Ryan Gaur of IGN gave the first five episodes of the series a score of 5/10. He described the anime as a disappointing directorial return for Watanabe, as he felt the series was deprived of the energy and joy of his previous directorial works. He criticized the lead characters as acting too unbothered and invulnerable to the dangers they faced at that point. However, he also stated that the apocalyptic stakes provided an intriguing concept, and that the action scenes showed a few instances of creativity, leaving the door open for a possible revised opinion once all the episodes were released.

=== Accolades ===
On July 16, 2025, Lazarus was nominated at the 77th Primetime Emmy Awards for "Outstanding Original Main Title Theme Music". In 2026, the series won "Best Original Anime" at the 10th Crunchyroll Anime Awards.
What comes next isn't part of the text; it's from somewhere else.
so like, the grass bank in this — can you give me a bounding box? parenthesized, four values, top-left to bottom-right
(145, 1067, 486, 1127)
The series' composers Kamasi Washington, Bonobo, and Floating Points won "Best Original Score for Animation" at the Music Awards Japan in the same year. The series was nominated in the Daruma for Best Anime, Suspense Anime, and Original Soundtrack categories at the Japan Expo Awards in the same year.

== Potential sequel ==
Despite Adult Swim promoting the final episode as the series finale, Watanabe mentioned the possibility of a potential sequel in July 2025, stating "Since there are still many problems left in the world, the team will continue to be active. Their story is far from over."